Aslında çok farklı değildi hikayesi. Herkes gibi bir varmış bir yokmuşla başlayan, varlıkla yokluk arası kısa bir serüven …Yıkanmış güneşli bir avluda, bir kapı aralığından seyrettiği çocuklara zihninde emanet elbiseler biçerek geçirdi ilk yıllarını. Kitaplarla tanıştı sonra, satır aralarından sızan ışığın meftunu oldu.Sayfaları açıp odalara girdi.Anahtar deliklerine uydurdu gözünü.İki kapak arasına sıkıştırılmış hayat parçalarını, kırık bir aynanın içinden izledi durdu.Büyüyordu çocuk.Büyürken canı yanıyordu.Büyümeyi sevmedi.Koparıp alıyordu onu kağıttan kayıkların yüzdürüldüğü hayal denizlerinden.Ama uyumlu bir çocuktu bir yanıyla.Sorumluluklarını bildi.Beklentilere cevap verdi.Hamur yoğurdu, ekmek yaptı.Kardeşine baktı.Bulaşıkları ve çamaşırları yıkıyordu.Evi temizliyordu.Sevilmeyi özlüyordu.Kalabalığın içinde bir başınalığı vardı.Her zaman babasını düşlüyordu.Dizine yattığını hayal ediyordu.Küçük küçücükken yaptığı gibi saçlarını okşadığını babasının.Bir aile sofrasında babasını azarlayan dedesine kin gütmüştü uzun süre.Sonra anlayacaktı ki kalıtsal bir bozukluktur sevgisini gösterememe.Babadan oğula geçen.Annesi , bozuk aile iletişiminin ve kayınvalide zulmünün tornasından geçmiş ve herşeyden, kendinden bile vazgeçmiş bir anneydi.

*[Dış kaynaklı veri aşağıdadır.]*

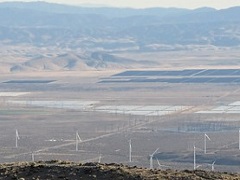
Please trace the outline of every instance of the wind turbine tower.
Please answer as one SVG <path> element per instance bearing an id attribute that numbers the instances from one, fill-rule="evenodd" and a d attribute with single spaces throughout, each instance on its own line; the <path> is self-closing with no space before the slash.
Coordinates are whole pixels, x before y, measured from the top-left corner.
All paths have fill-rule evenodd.
<path id="1" fill-rule="evenodd" d="M 207 154 L 207 139 L 211 141 L 210 137 L 205 133 L 204 134 L 204 154 Z"/>
<path id="2" fill-rule="evenodd" d="M 18 140 L 19 139 L 20 139 L 20 137 L 18 135 L 18 130 L 16 129 L 16 143 L 15 143 L 16 148 L 18 148 Z"/>
<path id="3" fill-rule="evenodd" d="M 132 140 L 129 140 L 129 162 L 132 162 Z"/>
<path id="4" fill-rule="evenodd" d="M 238 130 L 238 149 L 240 150 L 240 128 Z"/>
<path id="5" fill-rule="evenodd" d="M 193 170 L 196 169 L 196 147 L 193 146 Z"/>
<path id="6" fill-rule="evenodd" d="M 156 154 L 159 148 L 157 148 L 152 154 L 150 154 L 150 169 L 153 169 L 153 156 Z"/>
<path id="7" fill-rule="evenodd" d="M 212 165 L 212 171 L 214 171 L 214 164 L 215 164 L 216 161 L 213 161 L 213 163 L 211 164 Z"/>
<path id="8" fill-rule="evenodd" d="M 78 143 L 82 142 L 82 139 L 80 138 L 78 131 L 76 132 L 76 151 L 78 151 Z"/>

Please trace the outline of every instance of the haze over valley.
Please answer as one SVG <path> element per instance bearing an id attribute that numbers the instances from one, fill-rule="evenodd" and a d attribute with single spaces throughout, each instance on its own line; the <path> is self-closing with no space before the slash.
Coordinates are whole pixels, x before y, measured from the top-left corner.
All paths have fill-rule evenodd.
<path id="1" fill-rule="evenodd" d="M 199 56 L 202 65 L 218 64 L 204 61 L 220 53 L 234 65 L 240 42 L 239 11 L 240 7 L 188 10 L 0 3 L 0 70 L 162 68 L 183 64 L 176 56 L 185 53 L 191 61 Z"/>
<path id="2" fill-rule="evenodd" d="M 0 3 L 0 163 L 239 173 L 239 52 L 238 6 Z"/>

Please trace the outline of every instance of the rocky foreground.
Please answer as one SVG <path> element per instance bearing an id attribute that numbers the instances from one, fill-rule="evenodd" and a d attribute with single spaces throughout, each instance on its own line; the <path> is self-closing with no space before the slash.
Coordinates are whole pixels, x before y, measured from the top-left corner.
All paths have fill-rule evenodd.
<path id="1" fill-rule="evenodd" d="M 0 179 L 84 179 L 84 180 L 194 180 L 194 179 L 231 179 L 239 180 L 240 174 L 220 172 L 149 170 L 119 164 L 85 163 L 66 161 L 19 162 L 0 165 Z"/>

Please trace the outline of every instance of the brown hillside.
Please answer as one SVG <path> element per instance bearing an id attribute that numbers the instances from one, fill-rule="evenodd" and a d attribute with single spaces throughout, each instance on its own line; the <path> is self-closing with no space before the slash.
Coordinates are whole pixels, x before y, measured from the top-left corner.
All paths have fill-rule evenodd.
<path id="1" fill-rule="evenodd" d="M 149 170 L 118 164 L 85 163 L 65 161 L 21 162 L 0 165 L 0 179 L 85 179 L 85 180 L 195 180 L 240 179 L 240 175 L 220 172 Z"/>

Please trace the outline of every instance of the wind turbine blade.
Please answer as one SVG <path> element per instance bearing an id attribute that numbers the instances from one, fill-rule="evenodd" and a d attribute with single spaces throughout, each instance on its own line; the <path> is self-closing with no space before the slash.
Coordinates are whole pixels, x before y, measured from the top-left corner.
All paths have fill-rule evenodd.
<path id="1" fill-rule="evenodd" d="M 76 135 L 77 135 L 77 139 L 78 139 L 80 142 L 82 142 L 82 139 L 80 138 L 78 132 L 76 133 Z"/>
<path id="2" fill-rule="evenodd" d="M 16 129 L 16 137 L 17 139 L 20 139 L 19 135 L 18 135 L 18 130 Z"/>
<path id="3" fill-rule="evenodd" d="M 211 141 L 210 137 L 207 134 L 205 134 L 205 136 L 206 138 L 208 138 L 209 141 Z"/>
<path id="4" fill-rule="evenodd" d="M 157 148 L 154 153 L 152 153 L 152 156 L 154 156 L 154 154 L 159 150 L 159 148 Z"/>

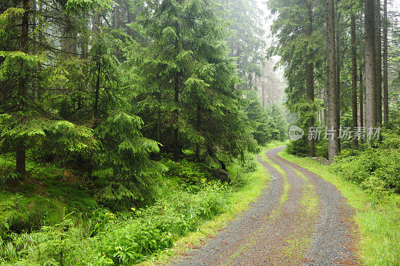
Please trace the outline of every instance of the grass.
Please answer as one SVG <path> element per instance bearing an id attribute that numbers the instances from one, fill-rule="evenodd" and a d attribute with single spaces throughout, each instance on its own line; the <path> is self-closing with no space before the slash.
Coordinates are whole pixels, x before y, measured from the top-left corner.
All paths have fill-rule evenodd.
<path id="1" fill-rule="evenodd" d="M 265 169 L 260 164 L 255 172 L 246 175 L 246 184 L 230 196 L 230 199 L 234 203 L 228 212 L 206 222 L 198 232 L 189 233 L 178 240 L 172 249 L 158 254 L 152 260 L 144 262 L 140 265 L 154 266 L 166 263 L 172 257 L 182 255 L 193 247 L 202 245 L 206 237 L 215 235 L 225 227 L 226 223 L 234 219 L 238 214 L 249 208 L 249 204 L 260 196 L 270 178 Z"/>
<path id="2" fill-rule="evenodd" d="M 285 143 L 274 141 L 260 148 L 262 150 L 272 149 L 284 145 Z M 262 156 L 261 157 L 262 159 Z M 277 170 L 279 171 L 278 168 Z M 282 169 L 280 170 L 283 171 Z M 284 171 L 283 173 L 286 175 Z M 182 255 L 194 247 L 201 245 L 206 237 L 215 235 L 218 231 L 224 229 L 228 222 L 236 218 L 238 214 L 248 209 L 249 204 L 261 194 L 262 189 L 266 187 L 266 183 L 270 180 L 270 176 L 265 169 L 258 162 L 256 171 L 246 175 L 246 176 L 244 179 L 246 182 L 244 185 L 230 197 L 230 199 L 234 203 L 228 212 L 217 216 L 212 220 L 206 222 L 198 232 L 190 233 L 176 241 L 175 247 L 173 248 L 157 254 L 150 260 L 144 262 L 140 265 L 152 266 L 168 263 L 172 258 Z M 286 186 L 286 188 L 288 191 L 290 188 Z"/>
<path id="3" fill-rule="evenodd" d="M 354 219 L 362 235 L 360 258 L 366 265 L 400 265 L 400 195 L 362 189 L 334 173 L 328 166 L 308 158 L 280 153 L 335 185 L 356 211 Z"/>

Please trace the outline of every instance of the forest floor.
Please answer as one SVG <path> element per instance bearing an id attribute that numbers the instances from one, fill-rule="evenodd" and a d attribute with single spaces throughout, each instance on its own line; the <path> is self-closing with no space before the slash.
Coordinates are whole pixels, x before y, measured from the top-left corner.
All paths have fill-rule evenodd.
<path id="1" fill-rule="evenodd" d="M 336 188 L 278 155 L 258 160 L 271 179 L 251 208 L 172 265 L 360 265 L 354 210 Z"/>

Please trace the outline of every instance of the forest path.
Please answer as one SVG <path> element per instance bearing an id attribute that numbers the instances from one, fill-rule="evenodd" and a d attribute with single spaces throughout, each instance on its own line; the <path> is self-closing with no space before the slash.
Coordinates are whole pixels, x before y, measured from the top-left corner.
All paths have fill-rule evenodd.
<path id="1" fill-rule="evenodd" d="M 360 265 L 354 211 L 336 187 L 278 153 L 258 160 L 271 180 L 248 211 L 172 265 Z"/>

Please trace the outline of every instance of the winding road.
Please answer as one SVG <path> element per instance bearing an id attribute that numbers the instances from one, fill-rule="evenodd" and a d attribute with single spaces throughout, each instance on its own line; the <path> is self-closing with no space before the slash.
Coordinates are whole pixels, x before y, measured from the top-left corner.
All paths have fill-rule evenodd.
<path id="1" fill-rule="evenodd" d="M 174 266 L 358 266 L 354 210 L 336 187 L 278 155 L 258 160 L 271 179 L 251 208 Z"/>

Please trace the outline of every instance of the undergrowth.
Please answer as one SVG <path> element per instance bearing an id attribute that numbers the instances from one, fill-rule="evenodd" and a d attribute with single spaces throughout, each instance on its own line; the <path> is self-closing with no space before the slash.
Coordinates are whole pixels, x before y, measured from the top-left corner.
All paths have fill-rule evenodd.
<path id="1" fill-rule="evenodd" d="M 356 210 L 354 219 L 362 235 L 360 256 L 364 264 L 400 265 L 400 195 L 380 188 L 371 189 L 370 187 L 362 186 L 362 182 L 354 182 L 348 172 L 336 172 L 332 167 L 321 165 L 311 159 L 297 157 L 285 152 L 280 155 L 332 183 L 348 199 L 348 203 Z M 353 158 L 354 160 L 357 159 Z M 348 170 L 351 172 L 358 167 L 368 166 L 356 161 L 352 165 L 346 163 L 342 167 L 351 167 Z"/>
<path id="2" fill-rule="evenodd" d="M 162 162 L 168 170 L 154 180 L 153 202 L 141 208 L 132 204 L 128 211 L 98 206 L 93 194 L 97 189 L 89 190 L 84 184 L 78 187 L 79 177 L 68 173 L 64 180 L 54 173 L 58 169 L 49 170 L 52 174 L 44 175 L 39 180 L 43 183 L 32 186 L 30 194 L 2 192 L 0 208 L 10 212 L 6 212 L 8 218 L 6 213 L 0 217 L 0 265 L 132 265 L 144 261 L 151 265 L 166 261 L 188 247 L 182 243 L 199 241 L 223 227 L 260 195 L 267 180 L 264 168 L 250 155 L 228 166 L 230 184 L 215 180 L 198 164 Z M 98 191 L 106 185 L 106 177 L 100 174 Z M 42 195 L 37 193 L 40 189 Z M 48 197 L 57 194 L 64 196 Z M 75 199 L 80 195 L 87 196 Z M 31 217 L 30 211 L 36 215 L 32 213 Z M 13 220 L 12 214 L 18 212 Z M 38 221 L 32 224 L 34 217 Z M 10 225 L 19 225 L 19 229 Z"/>

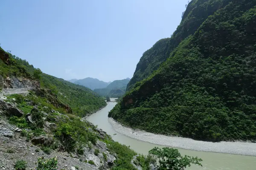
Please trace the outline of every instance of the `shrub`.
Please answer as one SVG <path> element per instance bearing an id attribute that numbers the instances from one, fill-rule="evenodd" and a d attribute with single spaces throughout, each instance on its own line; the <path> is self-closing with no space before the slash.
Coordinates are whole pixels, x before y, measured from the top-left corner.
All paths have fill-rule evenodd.
<path id="1" fill-rule="evenodd" d="M 89 160 L 88 161 L 88 163 L 89 163 L 90 164 L 95 164 L 94 163 L 94 162 L 93 162 L 93 161 L 92 161 L 91 160 Z"/>
<path id="2" fill-rule="evenodd" d="M 44 158 L 38 158 L 37 170 L 57 170 L 58 159 L 57 157 L 49 159 L 45 159 Z"/>
<path id="3" fill-rule="evenodd" d="M 84 148 L 83 148 L 83 147 L 81 146 L 80 146 L 79 148 L 77 149 L 77 153 L 79 155 L 82 155 L 84 154 Z"/>
<path id="4" fill-rule="evenodd" d="M 98 149 L 95 149 L 95 150 L 94 150 L 94 155 L 98 156 L 99 153 L 99 150 Z"/>
<path id="5" fill-rule="evenodd" d="M 107 158 L 107 155 L 106 155 L 106 153 L 104 153 L 104 152 L 102 153 L 102 155 L 103 155 L 104 159 L 105 161 L 107 161 L 107 160 L 108 159 L 108 158 Z"/>
<path id="6" fill-rule="evenodd" d="M 160 169 L 179 170 L 190 167 L 191 164 L 202 166 L 200 163 L 202 160 L 197 157 L 190 157 L 185 155 L 182 156 L 177 149 L 164 147 L 160 149 L 155 147 L 148 153 L 153 158 L 159 160 L 157 167 Z"/>
<path id="7" fill-rule="evenodd" d="M 26 170 L 27 164 L 26 161 L 20 160 L 16 162 L 14 168 L 16 170 Z"/>
<path id="8" fill-rule="evenodd" d="M 51 148 L 50 148 L 49 147 L 42 147 L 42 150 L 44 151 L 44 152 L 47 154 L 49 154 L 52 152 L 52 150 L 51 149 Z"/>

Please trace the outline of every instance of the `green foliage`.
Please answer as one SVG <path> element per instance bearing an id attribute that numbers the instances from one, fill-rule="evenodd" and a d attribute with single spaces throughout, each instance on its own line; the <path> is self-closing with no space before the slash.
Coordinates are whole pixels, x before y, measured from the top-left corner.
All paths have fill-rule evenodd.
<path id="1" fill-rule="evenodd" d="M 194 9 L 204 18 L 219 10 L 200 21 L 195 34 L 137 83 L 109 116 L 155 133 L 215 142 L 255 141 L 256 34 L 252 28 L 256 1 L 230 1 L 190 3 L 187 10 Z M 198 3 L 198 9 L 192 8 Z M 182 23 L 192 14 L 185 12 Z"/>
<path id="2" fill-rule="evenodd" d="M 190 157 L 185 155 L 182 156 L 177 149 L 164 147 L 159 149 L 155 147 L 148 152 L 154 159 L 159 161 L 157 167 L 160 170 L 180 170 L 190 167 L 191 164 L 202 166 L 200 163 L 201 159 L 197 157 Z"/>
<path id="3" fill-rule="evenodd" d="M 29 125 L 26 121 L 24 117 L 17 117 L 13 116 L 9 119 L 9 122 L 10 124 L 15 125 L 19 128 L 26 128 L 29 127 Z"/>
<path id="4" fill-rule="evenodd" d="M 14 153 L 15 151 L 14 149 L 13 149 L 13 148 L 8 148 L 8 149 L 7 149 L 7 150 L 6 150 L 6 153 Z"/>
<path id="5" fill-rule="evenodd" d="M 89 160 L 89 161 L 88 161 L 88 163 L 89 163 L 90 164 L 95 164 L 94 162 L 93 161 L 92 161 L 91 160 Z"/>
<path id="6" fill-rule="evenodd" d="M 49 154 L 52 152 L 52 150 L 51 148 L 48 147 L 43 146 L 41 148 L 42 150 L 44 151 L 45 153 Z"/>
<path id="7" fill-rule="evenodd" d="M 37 170 L 57 170 L 58 159 L 57 157 L 46 159 L 39 158 L 38 161 Z"/>
<path id="8" fill-rule="evenodd" d="M 35 70 L 33 73 L 34 78 L 36 79 L 41 79 L 41 76 L 43 72 L 40 68 L 37 68 Z"/>
<path id="9" fill-rule="evenodd" d="M 83 147 L 81 146 L 80 146 L 77 149 L 77 153 L 79 154 L 83 155 L 84 155 L 84 148 L 83 148 Z"/>
<path id="10" fill-rule="evenodd" d="M 105 160 L 105 161 L 107 161 L 108 159 L 108 158 L 107 157 L 107 155 L 106 155 L 106 153 L 104 153 L 104 152 L 102 153 L 102 155 L 103 155 L 104 160 Z"/>
<path id="11" fill-rule="evenodd" d="M 26 170 L 27 162 L 23 160 L 18 160 L 15 163 L 14 168 L 16 170 Z"/>
<path id="12" fill-rule="evenodd" d="M 99 149 L 95 149 L 95 150 L 94 150 L 94 155 L 95 155 L 96 156 L 98 156 L 99 153 Z"/>

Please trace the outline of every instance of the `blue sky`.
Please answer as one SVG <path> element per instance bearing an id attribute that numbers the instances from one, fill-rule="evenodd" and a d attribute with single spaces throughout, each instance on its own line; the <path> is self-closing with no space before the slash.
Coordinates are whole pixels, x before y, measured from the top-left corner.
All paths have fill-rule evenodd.
<path id="1" fill-rule="evenodd" d="M 187 0 L 1 0 L 0 43 L 44 73 L 106 82 L 133 75 L 170 37 Z"/>

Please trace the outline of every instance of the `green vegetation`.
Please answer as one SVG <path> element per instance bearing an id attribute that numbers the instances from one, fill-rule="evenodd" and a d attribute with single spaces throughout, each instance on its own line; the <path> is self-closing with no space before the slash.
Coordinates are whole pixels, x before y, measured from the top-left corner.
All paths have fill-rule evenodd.
<path id="1" fill-rule="evenodd" d="M 88 163 L 89 163 L 90 164 L 95 164 L 94 162 L 92 161 L 91 160 L 89 160 L 89 161 L 88 161 Z"/>
<path id="2" fill-rule="evenodd" d="M 125 94 L 127 84 L 130 79 L 127 78 L 120 80 L 115 80 L 106 88 L 96 88 L 93 91 L 102 96 L 109 96 L 111 97 L 119 97 Z"/>
<path id="3" fill-rule="evenodd" d="M 99 153 L 99 149 L 95 149 L 95 150 L 94 150 L 94 155 L 95 155 L 96 156 L 98 156 Z"/>
<path id="4" fill-rule="evenodd" d="M 159 40 L 143 54 L 134 76 L 127 85 L 126 91 L 131 90 L 137 82 L 147 78 L 157 70 L 182 40 L 193 34 L 208 17 L 231 1 L 194 0 L 189 3 L 183 13 L 181 22 L 171 38 Z"/>
<path id="5" fill-rule="evenodd" d="M 191 2 L 187 11 L 201 5 L 186 11 L 183 17 L 196 11 L 199 16 L 212 13 L 202 7 L 211 10 L 218 5 L 219 9 L 157 70 L 137 82 L 109 116 L 154 133 L 255 141 L 256 1 L 230 1 Z"/>
<path id="6" fill-rule="evenodd" d="M 26 170 L 27 162 L 23 160 L 18 160 L 15 163 L 14 168 L 16 170 Z"/>
<path id="7" fill-rule="evenodd" d="M 108 86 L 107 82 L 91 77 L 87 77 L 84 79 L 77 80 L 73 82 L 77 85 L 86 87 L 92 90 L 93 90 L 95 88 L 105 88 Z"/>
<path id="8" fill-rule="evenodd" d="M 159 161 L 157 167 L 160 170 L 180 170 L 190 167 L 191 164 L 202 166 L 200 163 L 202 160 L 196 157 L 185 155 L 182 156 L 177 149 L 164 147 L 159 149 L 155 147 L 148 152 L 149 155 L 154 159 Z"/>
<path id="9" fill-rule="evenodd" d="M 49 159 L 39 158 L 38 161 L 37 170 L 56 170 L 58 164 L 57 157 Z"/>

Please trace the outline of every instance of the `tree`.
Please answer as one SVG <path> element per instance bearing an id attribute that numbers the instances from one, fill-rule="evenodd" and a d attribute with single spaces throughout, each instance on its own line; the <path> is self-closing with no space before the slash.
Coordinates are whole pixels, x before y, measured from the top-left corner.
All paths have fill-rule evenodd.
<path id="1" fill-rule="evenodd" d="M 181 170 L 187 166 L 190 167 L 191 164 L 202 166 L 200 163 L 202 161 L 201 159 L 186 155 L 182 156 L 177 149 L 169 147 L 160 149 L 155 147 L 149 150 L 148 153 L 155 160 L 158 159 L 159 165 L 157 167 L 160 170 Z"/>
<path id="2" fill-rule="evenodd" d="M 34 77 L 36 79 L 40 79 L 41 78 L 41 74 L 43 72 L 40 68 L 36 69 L 34 71 Z"/>

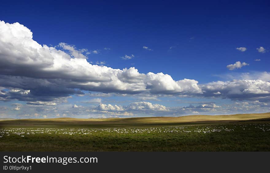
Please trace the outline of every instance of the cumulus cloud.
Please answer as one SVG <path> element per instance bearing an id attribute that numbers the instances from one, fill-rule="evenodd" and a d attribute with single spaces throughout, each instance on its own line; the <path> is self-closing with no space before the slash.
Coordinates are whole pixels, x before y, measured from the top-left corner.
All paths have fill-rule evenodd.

Aradığı sıcaklığı ona kitaplar alan anneannesinde ve düz bir adam olan dedesinde buldu çocuk.Sükunetin hüküm sürdüğü bu evde dini kitaplardan bakkalın ekmek sardığı gazeteye kadar eline ne geçerse okuyor, okuyor, bitmez tükenmez bir iştiha ile geceleri uzatıyor, kimi zaman güne ekliyordu.Okul hayatı da utangaç başarılarla sürüyordu bir yandan.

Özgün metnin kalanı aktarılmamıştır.